Milli Ekonomi Modeli
Prof. Dr. Haydar Baş

HAYVANCILIK

Bugün ve gelecekte önemi değişmeyecek konula­rın başında yeterli ve dengeli beslenme gelmektedir. Bu açıdan bakıldığında hayvansal ürünler taşıdıkları özellikler nedeniyle vazgeçilmez bir konumdadır. Hayvancılık aynı zamanda yeni nesillerin sağlıklı ge­lişmesi bakımından, orta ve uzun vadede milletlerin gelişimini etkileyen stratejik bir sektördür.

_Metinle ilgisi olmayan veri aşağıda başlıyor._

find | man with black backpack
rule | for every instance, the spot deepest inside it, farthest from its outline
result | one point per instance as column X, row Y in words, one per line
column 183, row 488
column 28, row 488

Gelişmiş ülkelerin birçoğunda hayvancılık ileri ko­numdadır. Günümüzde ülkelerin gelişmişlik düzeyle­rinin belirlenmesinde kullanılan kriterlerden birisi de kişi başına tüketilen hayvansal ürünler miktarıdır. in­sanların yeterli ve dengeli beslenmesinde önemli rolü bulunan hayvancılık sektörü;

* Ulusal geliri ve istihdamı artırmak,

* Et, süt, tekstil, deri, kozmetik ve ilaç sanayi dalla­rına hammadde sağlamak ve dengeli kalkınmaya kat­kıda bulunmak,

* Kırsal alandaki açık ve gizli işsizliği azaltmak ve önlemek,

* Kalkınma ve sanayileşme finansmanını öz kay­naklara dayandırmak,

* ihracat yoluyla döviz gelirlerini artırmak,

* Göç olaylarını ve bunun ortaya çıkardığı sosyal sıkıntıları azaltmak ve önlemek gibi önemli ekonomik ve sosyal fonksiyonlara sahiptir.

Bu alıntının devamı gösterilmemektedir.